Arun Jaitley, leader of the Bharatiya Janata Party (BJP) in the upper house of parliament, said in a TV interview on Sunday, 2 March 2014, that the BJP will consider raising the cap on foreign investment in the insurance sector from the current level of 26% if the party comes to power after elections due by May. He said that the BJP had discussed with Congress leaders ways to break the deadlock over the insurance legislation. "We have worked out various alternatives. Unfortunately, this has (been) too close to the elections," Jaitley said. Jaitley said his party would be looking at the measure as a way to revive investment in an economy that grew just 4.7% last year. The ruling Congress government has repeatedly sought parliament's approval to raise the limit to 49%.
Jaitley, however, said that the BJP continues to oppose foreign direct investment in the retail sector.
European stocks edged lower on Monday, 3 March 2014, amid increasing geopolitical tension over Ukraine, and as a measure of Chinese manufacturing slipped. Key benchmark indices in France, Germany and UK were off 1.21% to 2.28%.
Asian stocks edged lower on Monday, 3 March 2014, amid escalating geopolitical tension over Ukraine and after an official gauge of Chinese manufacturing dropped to an eight-month low. Key benchmark indices in Singapore, Japan, Hong Kong, Indonesia, Taiwan and South Korea were off 0.44% to 1.47%.
China's Shanghai Composite rose 0.92%. China's Purchasing Managers' Index fell to 50.2 in February compared with January's 50.5 reading, the lowest since June, the National Bureau of Statistics and China Federation of Logistics & Purchasing said March 1 in Beijing. HSBC China Manufacturing Purchasing Managers Index, a gauge of nationwide manufacturing activity, fell to a final reading of 48.5 in February from 49.5 in January, HSBC Holdings PLC said Monday.
A meeting of China's lawmakers to set economic policy and growth targets begins on Wednesday, 5 March 2014. The latest meeting of the legislature, the first to be overseen by President Xi Jinping and Premier Li Keqiang, comes as leaders pledge to give markets a "decisive" role in the economy. Investors will be watching the National People's Congress (NPC) meeting for clues to the next steps to fix local-government finances, charge market prices for natural resources, rein in shadow-banking risks, free up deposit rates and open up state businesses to private investment.
Trading in US index futures indicated that the Dow could drop 123 points at the opening bell on Monday, 3 March 2014. Most US stocks rose on Friday as some positive economic data boosted the S&P 500 to record levels for a second straight day.

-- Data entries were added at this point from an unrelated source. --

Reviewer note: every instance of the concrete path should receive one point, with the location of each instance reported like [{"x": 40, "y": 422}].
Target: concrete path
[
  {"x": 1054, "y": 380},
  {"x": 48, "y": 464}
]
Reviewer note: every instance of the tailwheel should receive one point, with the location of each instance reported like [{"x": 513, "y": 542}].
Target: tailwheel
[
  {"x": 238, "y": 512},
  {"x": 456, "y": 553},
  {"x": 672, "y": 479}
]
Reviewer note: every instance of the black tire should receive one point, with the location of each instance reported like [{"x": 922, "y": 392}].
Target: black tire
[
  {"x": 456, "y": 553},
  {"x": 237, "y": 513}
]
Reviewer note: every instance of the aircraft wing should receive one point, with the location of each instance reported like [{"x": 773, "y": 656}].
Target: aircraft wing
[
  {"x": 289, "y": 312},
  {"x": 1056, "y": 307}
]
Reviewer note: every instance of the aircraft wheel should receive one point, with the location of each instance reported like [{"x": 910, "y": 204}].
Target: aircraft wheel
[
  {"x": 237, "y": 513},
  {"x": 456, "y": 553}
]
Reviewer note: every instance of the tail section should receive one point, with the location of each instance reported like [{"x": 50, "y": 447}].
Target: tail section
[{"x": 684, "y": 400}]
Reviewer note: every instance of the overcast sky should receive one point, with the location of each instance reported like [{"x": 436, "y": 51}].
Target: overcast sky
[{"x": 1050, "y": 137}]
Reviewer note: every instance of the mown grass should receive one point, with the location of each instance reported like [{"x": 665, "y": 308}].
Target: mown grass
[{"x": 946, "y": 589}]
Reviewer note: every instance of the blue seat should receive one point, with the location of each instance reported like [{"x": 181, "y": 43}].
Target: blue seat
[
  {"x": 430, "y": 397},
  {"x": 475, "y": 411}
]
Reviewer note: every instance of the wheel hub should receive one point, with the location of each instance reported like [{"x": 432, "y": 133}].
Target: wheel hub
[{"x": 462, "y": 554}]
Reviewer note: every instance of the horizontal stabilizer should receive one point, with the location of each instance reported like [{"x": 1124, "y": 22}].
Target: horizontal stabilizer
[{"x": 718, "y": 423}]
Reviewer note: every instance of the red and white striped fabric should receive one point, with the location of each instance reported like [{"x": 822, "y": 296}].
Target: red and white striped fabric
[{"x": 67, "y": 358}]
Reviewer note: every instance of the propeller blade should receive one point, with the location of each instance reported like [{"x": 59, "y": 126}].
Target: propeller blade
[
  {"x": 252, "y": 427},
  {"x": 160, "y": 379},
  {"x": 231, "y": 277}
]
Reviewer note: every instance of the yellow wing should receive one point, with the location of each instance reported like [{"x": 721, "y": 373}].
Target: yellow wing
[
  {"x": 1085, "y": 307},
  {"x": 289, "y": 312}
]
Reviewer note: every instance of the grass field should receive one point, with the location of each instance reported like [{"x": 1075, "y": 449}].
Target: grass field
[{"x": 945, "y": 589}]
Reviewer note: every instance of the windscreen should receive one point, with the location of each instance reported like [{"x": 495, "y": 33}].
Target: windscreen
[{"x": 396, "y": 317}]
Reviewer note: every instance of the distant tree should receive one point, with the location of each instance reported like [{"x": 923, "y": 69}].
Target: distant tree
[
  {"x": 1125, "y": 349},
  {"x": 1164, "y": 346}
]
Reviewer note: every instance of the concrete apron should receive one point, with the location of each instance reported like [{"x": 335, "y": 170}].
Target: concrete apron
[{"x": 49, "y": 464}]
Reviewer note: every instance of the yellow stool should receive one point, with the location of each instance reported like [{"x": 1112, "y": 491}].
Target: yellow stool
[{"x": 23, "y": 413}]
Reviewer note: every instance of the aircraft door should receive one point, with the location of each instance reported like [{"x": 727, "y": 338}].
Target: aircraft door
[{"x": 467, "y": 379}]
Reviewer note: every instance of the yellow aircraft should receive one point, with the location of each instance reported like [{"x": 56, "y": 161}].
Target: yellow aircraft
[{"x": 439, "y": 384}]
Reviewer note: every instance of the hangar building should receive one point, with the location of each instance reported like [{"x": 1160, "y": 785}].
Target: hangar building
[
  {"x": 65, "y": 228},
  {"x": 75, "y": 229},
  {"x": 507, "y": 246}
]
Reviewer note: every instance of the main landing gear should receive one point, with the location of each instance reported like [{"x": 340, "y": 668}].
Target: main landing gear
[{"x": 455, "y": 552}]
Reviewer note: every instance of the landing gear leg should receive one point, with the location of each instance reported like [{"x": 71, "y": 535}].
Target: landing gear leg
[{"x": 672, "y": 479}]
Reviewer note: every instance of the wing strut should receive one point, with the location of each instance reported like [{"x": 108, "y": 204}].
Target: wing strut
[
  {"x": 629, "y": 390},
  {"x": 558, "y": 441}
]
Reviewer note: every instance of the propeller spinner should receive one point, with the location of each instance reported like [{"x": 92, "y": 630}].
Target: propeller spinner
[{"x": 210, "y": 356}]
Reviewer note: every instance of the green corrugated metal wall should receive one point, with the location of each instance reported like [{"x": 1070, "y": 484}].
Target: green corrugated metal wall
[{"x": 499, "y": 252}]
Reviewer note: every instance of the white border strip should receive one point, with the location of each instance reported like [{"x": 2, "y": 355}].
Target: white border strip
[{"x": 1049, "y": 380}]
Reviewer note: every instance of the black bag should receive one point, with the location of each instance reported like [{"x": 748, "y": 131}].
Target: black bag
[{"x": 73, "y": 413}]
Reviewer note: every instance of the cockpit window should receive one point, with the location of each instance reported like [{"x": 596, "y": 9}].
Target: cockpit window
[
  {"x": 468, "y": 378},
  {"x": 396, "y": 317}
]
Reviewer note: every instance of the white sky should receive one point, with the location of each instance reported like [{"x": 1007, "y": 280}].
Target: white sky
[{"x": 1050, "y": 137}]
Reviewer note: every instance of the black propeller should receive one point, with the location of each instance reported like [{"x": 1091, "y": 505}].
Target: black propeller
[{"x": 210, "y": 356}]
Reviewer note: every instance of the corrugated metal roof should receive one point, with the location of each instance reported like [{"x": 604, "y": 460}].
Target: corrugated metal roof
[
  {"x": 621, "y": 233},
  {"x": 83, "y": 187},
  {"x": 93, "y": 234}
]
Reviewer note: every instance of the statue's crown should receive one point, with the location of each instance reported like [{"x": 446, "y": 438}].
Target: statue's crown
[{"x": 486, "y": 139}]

The Chicago Purchasing Managers Index rose to 59.8 in February, topping expectations, while the final February reading on consumer sentiment from the Thomson Reuters/University of Michigan Surveys of Consumers also rose more than expected.

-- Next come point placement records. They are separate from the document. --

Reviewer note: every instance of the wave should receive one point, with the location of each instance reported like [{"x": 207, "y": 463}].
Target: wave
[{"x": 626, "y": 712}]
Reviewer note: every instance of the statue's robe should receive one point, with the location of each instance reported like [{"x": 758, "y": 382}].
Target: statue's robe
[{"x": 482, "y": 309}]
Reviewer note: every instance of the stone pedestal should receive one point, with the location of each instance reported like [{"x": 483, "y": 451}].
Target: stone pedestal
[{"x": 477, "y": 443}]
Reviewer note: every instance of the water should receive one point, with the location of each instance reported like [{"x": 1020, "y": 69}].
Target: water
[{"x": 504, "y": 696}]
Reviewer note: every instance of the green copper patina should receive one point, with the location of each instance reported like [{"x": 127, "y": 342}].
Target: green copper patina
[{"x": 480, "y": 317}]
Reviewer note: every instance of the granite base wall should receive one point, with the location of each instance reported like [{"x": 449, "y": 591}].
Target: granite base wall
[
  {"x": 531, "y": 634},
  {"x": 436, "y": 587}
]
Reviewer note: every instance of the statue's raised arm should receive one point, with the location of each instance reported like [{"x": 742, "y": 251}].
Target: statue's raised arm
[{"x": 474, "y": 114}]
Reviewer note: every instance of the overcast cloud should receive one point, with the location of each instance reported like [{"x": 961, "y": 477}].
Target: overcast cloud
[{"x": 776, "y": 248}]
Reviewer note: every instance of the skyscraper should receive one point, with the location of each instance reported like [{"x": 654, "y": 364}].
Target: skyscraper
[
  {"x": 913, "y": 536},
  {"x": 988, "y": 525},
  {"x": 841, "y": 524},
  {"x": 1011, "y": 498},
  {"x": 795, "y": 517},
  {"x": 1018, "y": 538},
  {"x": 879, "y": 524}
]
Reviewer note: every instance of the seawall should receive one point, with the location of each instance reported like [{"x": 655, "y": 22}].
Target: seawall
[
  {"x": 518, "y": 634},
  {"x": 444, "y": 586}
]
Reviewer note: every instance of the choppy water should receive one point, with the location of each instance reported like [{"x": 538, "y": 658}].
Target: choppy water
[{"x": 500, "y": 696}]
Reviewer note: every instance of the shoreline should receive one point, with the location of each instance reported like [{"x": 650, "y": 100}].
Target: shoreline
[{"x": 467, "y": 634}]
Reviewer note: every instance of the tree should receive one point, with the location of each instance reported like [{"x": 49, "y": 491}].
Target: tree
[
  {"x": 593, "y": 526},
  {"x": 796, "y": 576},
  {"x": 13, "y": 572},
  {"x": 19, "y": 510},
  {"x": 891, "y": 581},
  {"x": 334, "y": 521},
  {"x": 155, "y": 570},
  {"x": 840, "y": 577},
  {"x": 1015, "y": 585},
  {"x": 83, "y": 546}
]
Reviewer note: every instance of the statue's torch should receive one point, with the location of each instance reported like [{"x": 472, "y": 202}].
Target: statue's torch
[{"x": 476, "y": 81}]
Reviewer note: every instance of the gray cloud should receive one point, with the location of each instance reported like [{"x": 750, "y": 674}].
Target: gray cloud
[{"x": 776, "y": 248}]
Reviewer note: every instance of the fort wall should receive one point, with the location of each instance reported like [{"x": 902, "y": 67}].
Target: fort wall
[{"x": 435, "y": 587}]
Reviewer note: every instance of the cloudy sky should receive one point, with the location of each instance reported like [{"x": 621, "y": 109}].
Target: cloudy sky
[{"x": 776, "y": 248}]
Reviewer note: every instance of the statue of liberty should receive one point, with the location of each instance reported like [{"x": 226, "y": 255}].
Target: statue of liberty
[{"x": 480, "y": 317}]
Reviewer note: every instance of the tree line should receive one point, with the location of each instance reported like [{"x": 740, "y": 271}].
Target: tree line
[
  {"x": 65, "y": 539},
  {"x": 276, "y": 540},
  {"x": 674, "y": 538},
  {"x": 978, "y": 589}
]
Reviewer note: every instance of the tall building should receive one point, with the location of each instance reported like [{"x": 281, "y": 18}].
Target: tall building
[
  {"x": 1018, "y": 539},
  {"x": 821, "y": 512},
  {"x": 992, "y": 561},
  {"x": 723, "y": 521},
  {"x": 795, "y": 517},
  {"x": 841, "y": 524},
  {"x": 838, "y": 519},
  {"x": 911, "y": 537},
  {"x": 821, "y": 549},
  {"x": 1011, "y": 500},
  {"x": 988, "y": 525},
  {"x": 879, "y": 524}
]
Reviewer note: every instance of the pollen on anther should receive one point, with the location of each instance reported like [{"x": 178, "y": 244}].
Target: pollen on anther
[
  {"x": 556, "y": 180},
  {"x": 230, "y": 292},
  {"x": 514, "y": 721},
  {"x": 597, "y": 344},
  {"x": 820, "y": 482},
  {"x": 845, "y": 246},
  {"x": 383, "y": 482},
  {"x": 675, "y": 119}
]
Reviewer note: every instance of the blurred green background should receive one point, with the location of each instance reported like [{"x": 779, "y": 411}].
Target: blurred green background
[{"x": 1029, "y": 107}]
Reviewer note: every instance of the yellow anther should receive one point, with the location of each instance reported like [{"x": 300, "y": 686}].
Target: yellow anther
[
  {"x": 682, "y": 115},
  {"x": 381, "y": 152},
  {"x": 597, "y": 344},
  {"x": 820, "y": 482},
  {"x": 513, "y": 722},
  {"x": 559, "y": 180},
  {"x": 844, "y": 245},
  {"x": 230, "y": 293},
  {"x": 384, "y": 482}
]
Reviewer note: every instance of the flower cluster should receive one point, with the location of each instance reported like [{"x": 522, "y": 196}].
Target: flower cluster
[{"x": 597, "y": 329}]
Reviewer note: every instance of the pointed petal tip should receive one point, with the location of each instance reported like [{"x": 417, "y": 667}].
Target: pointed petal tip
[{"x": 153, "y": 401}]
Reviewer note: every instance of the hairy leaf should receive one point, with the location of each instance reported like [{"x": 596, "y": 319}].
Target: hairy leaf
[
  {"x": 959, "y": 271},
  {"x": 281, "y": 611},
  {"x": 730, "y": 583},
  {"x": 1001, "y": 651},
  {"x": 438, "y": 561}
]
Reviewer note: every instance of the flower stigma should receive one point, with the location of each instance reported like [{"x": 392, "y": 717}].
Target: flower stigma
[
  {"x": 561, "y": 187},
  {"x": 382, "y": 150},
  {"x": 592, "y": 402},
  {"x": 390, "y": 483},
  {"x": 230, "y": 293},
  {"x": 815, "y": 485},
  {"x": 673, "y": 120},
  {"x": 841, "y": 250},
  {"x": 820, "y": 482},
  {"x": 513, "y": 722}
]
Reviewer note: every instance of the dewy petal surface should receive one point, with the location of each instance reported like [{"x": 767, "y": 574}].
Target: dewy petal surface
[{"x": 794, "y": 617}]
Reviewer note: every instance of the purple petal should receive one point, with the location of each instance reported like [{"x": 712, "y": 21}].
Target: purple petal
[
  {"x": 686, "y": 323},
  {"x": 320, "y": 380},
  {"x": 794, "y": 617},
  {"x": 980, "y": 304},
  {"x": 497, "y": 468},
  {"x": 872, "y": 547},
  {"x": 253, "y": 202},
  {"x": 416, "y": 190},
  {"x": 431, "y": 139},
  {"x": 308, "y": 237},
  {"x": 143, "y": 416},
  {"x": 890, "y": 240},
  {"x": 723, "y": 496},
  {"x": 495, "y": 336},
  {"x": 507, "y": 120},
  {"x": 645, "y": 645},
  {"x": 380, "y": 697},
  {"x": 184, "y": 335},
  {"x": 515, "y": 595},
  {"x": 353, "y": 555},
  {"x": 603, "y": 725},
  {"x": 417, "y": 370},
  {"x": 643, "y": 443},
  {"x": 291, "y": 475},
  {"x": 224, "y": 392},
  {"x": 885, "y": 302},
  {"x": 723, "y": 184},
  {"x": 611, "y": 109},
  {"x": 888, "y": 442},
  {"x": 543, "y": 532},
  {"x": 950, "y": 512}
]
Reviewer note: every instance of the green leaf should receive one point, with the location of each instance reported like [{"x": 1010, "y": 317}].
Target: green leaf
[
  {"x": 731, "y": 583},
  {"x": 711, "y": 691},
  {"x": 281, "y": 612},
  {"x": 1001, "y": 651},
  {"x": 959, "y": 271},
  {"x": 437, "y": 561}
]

Other reports released on Friday suggested an economy that struggles to gain traction. GDP was estimated to have grown at an annual rate of 2.4% in the fourth quarter, the Commerce Department said. That was below estimates and down sharply both from its estimate last month of 3.2% and the 4.1% rate in the third quarter. Separately, pending home sales rose 0.1% in January, far below expectations for growth of 2%.
The Federal Open Market Committee (FOMC) next undertakes monetary policy review on 18-19 March 2014. After a monetary policy review, the FOMC on 29 January 2014 announced it will reduce monthly bond purchases by another $10 billion to $65 billion.